A woman whose family evacuated the town of Hay River on Sunday told CBC that their vehicle began to melt as they drove through embers, the front window cracked and the vehicle filled with smoke that made it difficult to see the road ahead.
“I was obviously scared the tire was going to break, our car was going to catch on fire and then it went from just embers to full smoke,” said Lisa Mundy, who was traveling with her husband and their 6-year-old and 18-month-old children. She said they called 911 after they drove into the ditch a couple of times.
She said her son kept saying: “I don’t want to die, mommy.”
Authorities said the intensive care unit at a Yellowknife hospital would close Friday and in-patient units from Stanton Territorial Hospital could be moved in the coming days. Most long-term care patients were transferred to institutions to the south, the Health and Social Services Authority said on its website.
Officials said evacuees who can’t find somewhere to stay can get support in three centers in the province of Alberta — the closest was more than 1,000 kilometers (620 miles) by road from Yellowknife.
Officials opened a reception center at the Calgary airport in preparation for the arrival of thousands of evacuees.

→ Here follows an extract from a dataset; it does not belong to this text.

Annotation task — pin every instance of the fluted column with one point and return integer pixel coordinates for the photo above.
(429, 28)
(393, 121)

Another center was set up at a hotel for those who drove to the city, said Iain Bushell, the city’s director of emergency management.
Evacuation flights are only for those who cannot leave by road, who are immunocompromised or who have conditions that put them at higher risk, officials said.
“We’re all tired of the word unprecedented, yet there is no other way to describe this situation in the Northwest Territories,” Premier Caroline Cochrane posted on X, formerly known as Twitter.
The evacuation order issued Wednesday night applies to Yellowknife and the neighboring First Nations communities of Ndilo and Dettah.
Indigenous communities have been hit hard by the wildfires, which threaten important cultural activities such as hunting, fishing and gathering native plants.
Amy Cardinal Christianson, an Indigenous fire specialist with Parks Canada, has said the wildfires “are so dangerous and so fast-moving” that evacuations increasingly are necessary, which is a challenge in remote communities where there might be one road in, or no roads at all.
Officials in British Columbia, where about 370 fires are burning, also were bracing for more evacuations, after dry lightning and brisk winds were forecast for the coming days.